We do like to use authoritative phrases, don't we. What "international human rights standards" and, further down, "international anti-discrimination conventions"? Let's have 'em, I might have missed some while preparing for my exams in international law.
" Experts and reports highlight....." An appeal to authority - a rather nebulous one when dealing with ideologues and 'reports' that begin with foregone conclusions.
"Systemic racial discrimination against Māori" - question-begging. Who says there is any? Many/most of us would say it was more a matter of systemic racial favouritism.
This comment is chock full of question-begging balderdash that will no doubt bamboozle the uninformed and will no doubt appeal to the marxofascist pseudointellectuals who revel in this kind of verbal onanism. Everyone needs a hobby. But be warned that the initiated have long seen through it.
I assume Milton that AI gave you all those "facts"? I agree with Barend; show us real evidence.
Would love to know how much the taxpayer forked out for Moxon and the twelve others in her entourage for the total trip, including all travel, food and accommodation. (Bet dollars to donuts it wasn't economy class travel or hotels)
MOXON is NO Lady..... Needs to be tried for SEDITION
"Few discoveries are more irritating than those which expose the pedigree of ideas." (Lord Acton)
The Moxons should collectively or severally hand in their "Honourific" titles if they feel so aggrieved by "the system" that supports their gravy/grievance train. I am always intrigued to hear of "Maori health" as being exclusive to overall "human health". All our blood is red, n'est ce pas? We all breathe in and out, eat, excrete and reproduce by the same channels enacted by nature?

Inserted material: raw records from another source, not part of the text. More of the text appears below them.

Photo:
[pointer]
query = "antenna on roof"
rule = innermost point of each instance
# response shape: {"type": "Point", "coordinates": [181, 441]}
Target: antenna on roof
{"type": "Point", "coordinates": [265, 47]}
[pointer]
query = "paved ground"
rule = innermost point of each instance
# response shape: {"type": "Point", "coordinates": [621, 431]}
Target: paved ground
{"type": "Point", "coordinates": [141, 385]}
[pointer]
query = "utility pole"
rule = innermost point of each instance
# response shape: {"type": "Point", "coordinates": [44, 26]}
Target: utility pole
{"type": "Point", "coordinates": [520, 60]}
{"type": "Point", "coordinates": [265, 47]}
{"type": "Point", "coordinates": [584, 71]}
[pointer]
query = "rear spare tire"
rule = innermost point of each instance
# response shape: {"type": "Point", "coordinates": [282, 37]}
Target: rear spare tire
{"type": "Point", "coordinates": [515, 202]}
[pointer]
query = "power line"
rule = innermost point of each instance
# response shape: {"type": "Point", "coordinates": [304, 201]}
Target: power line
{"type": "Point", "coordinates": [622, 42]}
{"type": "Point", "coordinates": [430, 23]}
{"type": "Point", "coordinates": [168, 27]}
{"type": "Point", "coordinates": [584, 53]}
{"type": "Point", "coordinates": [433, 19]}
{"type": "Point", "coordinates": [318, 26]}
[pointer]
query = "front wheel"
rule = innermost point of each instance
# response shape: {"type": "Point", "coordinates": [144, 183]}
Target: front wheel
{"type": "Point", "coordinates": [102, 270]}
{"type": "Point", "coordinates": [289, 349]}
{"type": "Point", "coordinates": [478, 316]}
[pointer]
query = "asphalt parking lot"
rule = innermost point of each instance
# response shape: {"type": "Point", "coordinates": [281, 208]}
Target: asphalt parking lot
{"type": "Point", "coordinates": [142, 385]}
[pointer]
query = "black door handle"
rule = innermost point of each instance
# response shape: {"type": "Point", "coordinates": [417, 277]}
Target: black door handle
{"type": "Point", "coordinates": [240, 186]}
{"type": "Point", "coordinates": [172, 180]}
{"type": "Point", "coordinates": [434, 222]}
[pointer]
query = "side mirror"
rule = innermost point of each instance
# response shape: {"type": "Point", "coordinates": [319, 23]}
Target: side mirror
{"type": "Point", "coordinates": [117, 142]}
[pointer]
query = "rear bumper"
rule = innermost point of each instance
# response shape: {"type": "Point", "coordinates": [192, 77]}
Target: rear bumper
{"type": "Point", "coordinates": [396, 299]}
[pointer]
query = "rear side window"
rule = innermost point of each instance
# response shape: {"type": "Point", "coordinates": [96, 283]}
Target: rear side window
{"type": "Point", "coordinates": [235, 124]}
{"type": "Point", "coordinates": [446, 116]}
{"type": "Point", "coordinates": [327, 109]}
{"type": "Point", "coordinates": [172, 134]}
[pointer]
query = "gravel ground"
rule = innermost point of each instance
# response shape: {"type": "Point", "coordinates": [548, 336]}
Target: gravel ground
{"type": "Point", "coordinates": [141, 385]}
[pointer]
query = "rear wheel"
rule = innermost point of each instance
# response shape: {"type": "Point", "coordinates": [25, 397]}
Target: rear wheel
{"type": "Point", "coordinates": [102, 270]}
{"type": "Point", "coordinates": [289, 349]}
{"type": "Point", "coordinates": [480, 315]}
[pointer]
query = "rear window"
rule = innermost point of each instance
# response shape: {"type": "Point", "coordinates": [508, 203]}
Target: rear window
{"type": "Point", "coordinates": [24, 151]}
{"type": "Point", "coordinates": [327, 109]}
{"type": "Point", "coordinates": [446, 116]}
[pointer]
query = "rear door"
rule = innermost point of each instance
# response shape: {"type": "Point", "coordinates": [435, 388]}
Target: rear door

If Maori health is "lagging" behind a superimposed benchmark, then I would say, stop drinking alcohol, smoking, vaping and using banned substances, start exercising, encourage your kids to stay at school for a qualification, don't gamble, and above all, roll your sleeves up for a more prosperous future. Long-term handouts never helped anyone. Nor did being a gang member, which is an inter-generational curse. Choices, choices, choices.